Nepenthes candalaga

Scientific classification
- Kingdom: Plantae
- Clade: Tracheophytes
- Clade: Angiosperms
- Clade: Eudicots
- Order: Caryophyllales
- Family: Nepenthaceae
- Genus: Nepenthes
- Species: N. candalaga
- Binomial name: Nepenthes candalaga Lagunday & V. B. Amoroso, 2022

= Nepenthes candalaga =

- Genus: Nepenthes
- Species: candalaga
- Authority: Lagunday & V. B. Amoroso, 2022

Tropical pitcher plant endemic to the Philippines

Nepenthes candalaga is a tropical pitcher plant endemic to Mt. Candalaga, in the Municipality of Maragusan, Davao de Oro, island of Mindanao, Philippines. This bringing the total number of Nepenthes species in this island to 38, making Mindanao the island with the highest concentration of Nepenthes species in the Philippines.

== Description ==
Nepenthes candalaga is closely allied to N. justinae but differs in having a lamina with 2 – 3 longitudinal veins that are parallel with the midrib (3 longitudinal veins in N. justinae). Additionally, the orbicular lid of the pitchers, the lid spur tip that is non-bifid, the triangular lid appendage, the short banner-shaped wings below the peristome that covers only a sixth of the trap's anterior eventually becoming ridges towards the trap base, and the absent upper pitcher rim that is widest near the peristome differentiates this species from N. justinae. The species is assessed as Critically endangered due to the threats of deforestation and habitat loss without legislative protection.

==Etymology==
The specific epithet refers to the type locality of the species, Mt. Candalaga in Maragusan, Davao de Oro, eastern Mindanao, Philippines.
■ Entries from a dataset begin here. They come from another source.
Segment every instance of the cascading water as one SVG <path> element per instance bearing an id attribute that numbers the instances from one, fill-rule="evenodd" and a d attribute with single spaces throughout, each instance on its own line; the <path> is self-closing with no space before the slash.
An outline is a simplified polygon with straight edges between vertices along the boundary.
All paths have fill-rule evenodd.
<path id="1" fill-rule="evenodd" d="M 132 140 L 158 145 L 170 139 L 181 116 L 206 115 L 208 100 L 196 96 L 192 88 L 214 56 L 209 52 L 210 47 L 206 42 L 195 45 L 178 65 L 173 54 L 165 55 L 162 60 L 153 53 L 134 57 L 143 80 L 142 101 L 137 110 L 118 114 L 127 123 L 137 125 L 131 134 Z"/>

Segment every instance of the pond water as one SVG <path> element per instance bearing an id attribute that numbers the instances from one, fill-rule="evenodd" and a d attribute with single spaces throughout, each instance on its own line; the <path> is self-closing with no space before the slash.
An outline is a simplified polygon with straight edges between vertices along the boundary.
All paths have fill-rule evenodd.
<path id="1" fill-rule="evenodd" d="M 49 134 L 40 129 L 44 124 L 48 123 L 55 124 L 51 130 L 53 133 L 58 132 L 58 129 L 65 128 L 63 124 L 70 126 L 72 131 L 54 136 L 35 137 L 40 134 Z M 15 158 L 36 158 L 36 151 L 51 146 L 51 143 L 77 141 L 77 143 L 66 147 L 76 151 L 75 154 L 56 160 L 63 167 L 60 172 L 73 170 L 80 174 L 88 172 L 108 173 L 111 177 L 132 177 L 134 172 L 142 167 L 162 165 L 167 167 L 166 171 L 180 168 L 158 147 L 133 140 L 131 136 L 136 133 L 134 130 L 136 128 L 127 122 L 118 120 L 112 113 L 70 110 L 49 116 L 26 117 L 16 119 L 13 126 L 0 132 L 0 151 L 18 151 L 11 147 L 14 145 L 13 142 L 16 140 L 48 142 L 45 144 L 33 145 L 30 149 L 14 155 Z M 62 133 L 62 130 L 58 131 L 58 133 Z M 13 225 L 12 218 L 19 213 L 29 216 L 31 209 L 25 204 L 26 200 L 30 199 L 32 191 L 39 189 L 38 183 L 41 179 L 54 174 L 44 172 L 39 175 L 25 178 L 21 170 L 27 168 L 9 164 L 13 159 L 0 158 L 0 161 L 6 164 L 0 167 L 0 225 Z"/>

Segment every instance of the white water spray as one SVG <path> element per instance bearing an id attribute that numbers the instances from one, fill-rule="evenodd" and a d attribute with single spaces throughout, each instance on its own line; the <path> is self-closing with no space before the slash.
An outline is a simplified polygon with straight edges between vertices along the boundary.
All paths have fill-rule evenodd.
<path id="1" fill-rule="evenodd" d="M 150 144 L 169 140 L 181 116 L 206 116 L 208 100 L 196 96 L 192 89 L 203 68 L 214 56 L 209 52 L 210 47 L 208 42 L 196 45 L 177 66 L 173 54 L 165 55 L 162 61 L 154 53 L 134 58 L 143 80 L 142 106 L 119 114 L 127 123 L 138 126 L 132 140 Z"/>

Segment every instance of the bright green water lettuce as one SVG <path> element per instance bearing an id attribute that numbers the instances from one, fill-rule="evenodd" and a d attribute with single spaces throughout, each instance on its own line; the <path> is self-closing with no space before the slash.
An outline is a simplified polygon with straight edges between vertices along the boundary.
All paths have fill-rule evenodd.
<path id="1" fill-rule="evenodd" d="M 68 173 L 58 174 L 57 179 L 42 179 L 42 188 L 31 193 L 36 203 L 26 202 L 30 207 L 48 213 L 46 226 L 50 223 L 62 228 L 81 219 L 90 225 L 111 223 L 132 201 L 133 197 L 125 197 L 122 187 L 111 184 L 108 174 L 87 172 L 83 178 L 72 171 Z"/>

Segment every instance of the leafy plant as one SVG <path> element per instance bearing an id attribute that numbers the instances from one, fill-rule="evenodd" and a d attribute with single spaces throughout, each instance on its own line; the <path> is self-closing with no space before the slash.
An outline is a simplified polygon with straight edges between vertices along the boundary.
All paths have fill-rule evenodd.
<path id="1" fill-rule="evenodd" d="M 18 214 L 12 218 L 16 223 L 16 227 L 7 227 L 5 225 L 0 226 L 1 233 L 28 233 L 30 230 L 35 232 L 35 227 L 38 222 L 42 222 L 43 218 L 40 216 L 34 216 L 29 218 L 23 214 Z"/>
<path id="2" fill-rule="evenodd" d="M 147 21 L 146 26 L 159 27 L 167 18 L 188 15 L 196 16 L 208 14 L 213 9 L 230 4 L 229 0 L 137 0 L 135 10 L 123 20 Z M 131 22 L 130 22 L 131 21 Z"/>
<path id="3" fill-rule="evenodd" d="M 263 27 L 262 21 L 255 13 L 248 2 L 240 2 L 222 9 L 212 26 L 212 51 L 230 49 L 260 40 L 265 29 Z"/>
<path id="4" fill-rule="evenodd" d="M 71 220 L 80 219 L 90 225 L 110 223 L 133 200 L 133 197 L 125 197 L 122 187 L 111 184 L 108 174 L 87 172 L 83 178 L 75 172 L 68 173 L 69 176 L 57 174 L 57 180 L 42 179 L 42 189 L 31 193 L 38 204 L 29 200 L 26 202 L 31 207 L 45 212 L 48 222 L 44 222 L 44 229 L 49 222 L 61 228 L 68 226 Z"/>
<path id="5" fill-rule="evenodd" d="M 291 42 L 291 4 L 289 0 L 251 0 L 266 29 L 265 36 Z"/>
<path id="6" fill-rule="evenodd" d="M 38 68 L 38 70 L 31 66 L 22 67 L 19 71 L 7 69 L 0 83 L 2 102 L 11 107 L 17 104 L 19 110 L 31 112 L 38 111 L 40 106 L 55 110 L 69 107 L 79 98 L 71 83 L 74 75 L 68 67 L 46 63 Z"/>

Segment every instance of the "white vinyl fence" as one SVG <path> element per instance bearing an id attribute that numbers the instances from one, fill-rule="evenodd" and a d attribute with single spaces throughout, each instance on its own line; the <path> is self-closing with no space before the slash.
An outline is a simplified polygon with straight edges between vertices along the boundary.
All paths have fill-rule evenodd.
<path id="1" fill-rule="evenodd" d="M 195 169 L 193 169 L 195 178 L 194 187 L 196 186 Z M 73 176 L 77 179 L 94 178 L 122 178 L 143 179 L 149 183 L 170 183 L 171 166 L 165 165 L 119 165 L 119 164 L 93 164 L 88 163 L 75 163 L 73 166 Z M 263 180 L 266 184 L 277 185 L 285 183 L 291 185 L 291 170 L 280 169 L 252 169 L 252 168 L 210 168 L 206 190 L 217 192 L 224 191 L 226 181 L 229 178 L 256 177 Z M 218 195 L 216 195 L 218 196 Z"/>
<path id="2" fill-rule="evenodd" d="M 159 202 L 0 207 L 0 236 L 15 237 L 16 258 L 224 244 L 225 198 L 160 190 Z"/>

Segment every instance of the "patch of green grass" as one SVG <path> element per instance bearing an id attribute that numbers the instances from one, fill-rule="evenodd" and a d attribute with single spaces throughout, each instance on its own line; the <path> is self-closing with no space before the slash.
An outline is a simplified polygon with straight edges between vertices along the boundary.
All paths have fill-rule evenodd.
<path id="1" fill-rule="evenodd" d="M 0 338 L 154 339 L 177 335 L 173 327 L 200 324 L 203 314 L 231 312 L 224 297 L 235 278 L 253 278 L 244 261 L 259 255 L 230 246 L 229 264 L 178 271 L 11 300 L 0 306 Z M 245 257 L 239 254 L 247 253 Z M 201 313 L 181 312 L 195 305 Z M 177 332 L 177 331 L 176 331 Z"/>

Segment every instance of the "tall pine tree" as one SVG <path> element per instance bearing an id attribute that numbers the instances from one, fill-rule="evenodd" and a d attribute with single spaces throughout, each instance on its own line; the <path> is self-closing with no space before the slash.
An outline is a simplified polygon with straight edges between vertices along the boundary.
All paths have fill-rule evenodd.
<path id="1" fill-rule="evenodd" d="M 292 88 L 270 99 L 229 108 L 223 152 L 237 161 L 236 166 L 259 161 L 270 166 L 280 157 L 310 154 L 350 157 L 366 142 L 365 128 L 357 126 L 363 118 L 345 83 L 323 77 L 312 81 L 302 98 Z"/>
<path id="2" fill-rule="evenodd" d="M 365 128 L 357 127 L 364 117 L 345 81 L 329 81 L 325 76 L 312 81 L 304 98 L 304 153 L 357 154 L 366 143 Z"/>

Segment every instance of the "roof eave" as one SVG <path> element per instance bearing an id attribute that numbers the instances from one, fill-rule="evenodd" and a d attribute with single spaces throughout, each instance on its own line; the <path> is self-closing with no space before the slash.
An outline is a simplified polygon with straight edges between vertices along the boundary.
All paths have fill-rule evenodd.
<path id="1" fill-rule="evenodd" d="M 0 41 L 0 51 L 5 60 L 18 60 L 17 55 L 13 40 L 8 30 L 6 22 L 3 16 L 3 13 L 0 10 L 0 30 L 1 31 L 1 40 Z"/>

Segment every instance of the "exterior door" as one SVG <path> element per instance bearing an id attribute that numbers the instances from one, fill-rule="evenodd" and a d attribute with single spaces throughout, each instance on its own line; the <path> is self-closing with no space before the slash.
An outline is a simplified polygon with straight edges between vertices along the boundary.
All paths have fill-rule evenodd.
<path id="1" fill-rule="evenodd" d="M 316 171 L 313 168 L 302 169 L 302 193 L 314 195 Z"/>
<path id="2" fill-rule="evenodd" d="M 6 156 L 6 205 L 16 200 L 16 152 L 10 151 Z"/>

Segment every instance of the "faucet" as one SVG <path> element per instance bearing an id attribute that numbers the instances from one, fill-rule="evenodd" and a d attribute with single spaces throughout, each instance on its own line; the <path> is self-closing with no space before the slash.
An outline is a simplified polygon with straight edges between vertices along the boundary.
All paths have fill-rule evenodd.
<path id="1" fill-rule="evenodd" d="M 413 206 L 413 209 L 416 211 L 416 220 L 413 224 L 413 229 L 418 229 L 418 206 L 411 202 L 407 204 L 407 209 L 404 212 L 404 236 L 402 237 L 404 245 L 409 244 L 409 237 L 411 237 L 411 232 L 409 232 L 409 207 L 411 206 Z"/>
The name is treated as a noun in apposition.
==Distribution and habitat==
Populations of Nepenthes candalaga were observed only in the tropical upper montane rainforest of Mt. Candalaga in Maragusan, Davao de Oro, eastern Mindanao, Philippines at around 1800 – 2100 meters above sea level. The species was seen scrambling on neighboring plants for support, on tree branches up to 10 m high and on Oleandra sp. and is likely to be endemic to the mountain.